Friday, September 25, 2015

#ListersGottaList And How Things Got Out Of Hand

Oh, lists. I love you so much.You make my heart sing and my paper full. 
And, if you are familiar with Instagram, you may be aware of the #ListersGottaList "challenge" of sorts - it's lists and journaling all in one, and I love the idea.
Except for a few things - which are the reasons why I never tried it.

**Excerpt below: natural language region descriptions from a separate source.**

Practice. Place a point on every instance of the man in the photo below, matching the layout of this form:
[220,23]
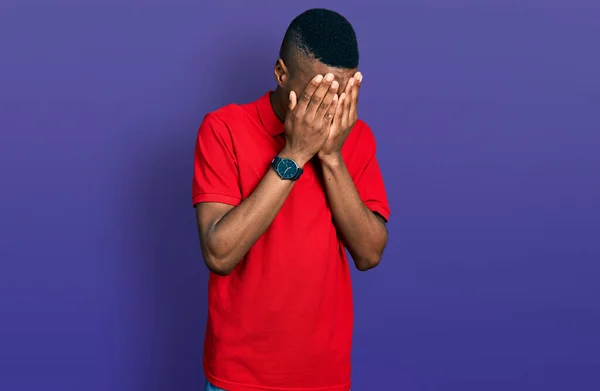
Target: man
[282,186]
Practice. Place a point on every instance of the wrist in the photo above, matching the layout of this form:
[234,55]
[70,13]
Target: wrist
[297,157]
[331,159]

#ListersGottaList And How Things Got Out Of Hand | Anxiously Being Havok

One, it always seemed it was mostly for styling and short lists. Something to do in fifteen minutes, that was mostly about making it pretty. Nobody, that I saw, had a long list, and there was a lot of "fluff" besides the prompt responses.
Which is fine. For other people. Not for me. If I'm going to answer a question, you're going to get an answer. I enjoyed essays in high school, even those required for tests (which, luckily, never had to be long, but still), and I still write quite a bit now (hence blogging!). For myself, writing down one or two things (maybe even five) would never be enough. And if I somehow managed to only have a few, there would be an explanation for each thing. That's just how it works.

Two, I'm not a "stylized" kind of person. I like to try, but we all know I'm not good at it. It starts out well enough, sure, and then I think "MOAR STICKERSSSSS AND WASHIIIII" and things get out of hand. It looks like a five year old did it. While I normally embrace my inner five year old (as one should do), it doesn't seem to be the most...awesome...thing according to the rest of the world. If I were to be doing these lists as it is intended (even though, of course, it says they don't have to be decorated, we all know that's half the fun), it wouldn't be quite right in my "special" way (also, according to the rest of the world).

Three, myself. These lists are meant to be done daily. They're meant to be fun little things that you do and have a thing to look back on and all that jazz. But, me, I am not in that mind set every day (you may have noticed this if you've been here before). Try as I might, I cannot be enthused every day to do this listing thing, even if it really does only take fifteen minutes a day. And if I were to just skip the days that I didn't feel up to snuff, I wouldn't ever do it (as I would skip one day, then the next day convince myself I don't feel that great either or I would forget or something...and it wouldn't get done again for quite a while).

But, as of late, I haven't been journaling that much - as all my time has went to knitting, and what is there to write about knitting that isn't just added as a note to Ravelry (as one does). And I wanted to do something, and I figured doing this listing thing would be better than nothing. Plus an excuse to play with stickers and washi tape, as I hadn't been lately because of my five-year-old self and not wanting to make that mess.

So, I tried it out. And I still am.
The first few days went fine (I've also taken some prompts from an Instagram account that posts journal prompts, to supplement the #ListersGottaList ones). Then on the sixth day I ended up with "What I Hope to Accomplish in the Next 10 Years" and that wasn't as great of a list as I had hoped. It wasn't depressing, it was just...well, since I have no plans, it was a bit silly (though it did bring up a great idea that I have yet to explore, so we will see).

The next day was "My Phobias" and that was a "I'm feeling like junk" kind of day and my list was a bit intense.
It started out fine. as the first item was "spiders (eww)" and then "large crowds and being stuck in them (oh my goodness, no)" and then it moved on to...well, everything else. I didn't mean for it to take such a dark turn, and I realized it would directly after the first two, but decided to just go with it.
Who was going to read it but me ("I don't have to post them all to Instagram," I told myself), and who was going to want to read it anyway (seeing as how weird it was going to get. Plus, it would be helpful to get it all "out."
I filled up the page, had no room for any decoration but a colorful heart-in-a-circle sticker. And no, I will not share it with anyone - it's safe in my notebook, and that's where it shall stay.

But it helped. Because, one, it really was nice to just write out all those weird things. But mostly because it made it okay to not have to make sure every list would be "Instagram Acceptable." Some of them can be shared, sure, but they don't all need to make an appearance. Some of them are going to not be so happy - as I am not happy every day - and that is going to be okay.
Eventually, hopefully, more and more of the lists can be the happy kind. But I'm not going to spend my time pretending things are that way when they are not. It does no good.

~Havok

P.S. #ListersGottaList is the brainchild of Cori who goes by TheResetGirl on Instagram - not only does she take fantastic planner photos, she creates a ton of planner stickers and creates these lists for each month for free. The hashtag, while it can't "belong" to anyone (so to speak), it is of her creation and credit does need to be sent her way for what she has set up.

P.P.S. I already managed to miss a day, though. I was feeling too crummy to do much of anything, the day was rough, and the mental energy just wasn't there. I also figure this okay (also because it's something I've added to my daily checklist, so I will have a reminder daily to do it, so it won't be as easy to say "oh, well, not again today for x-reason").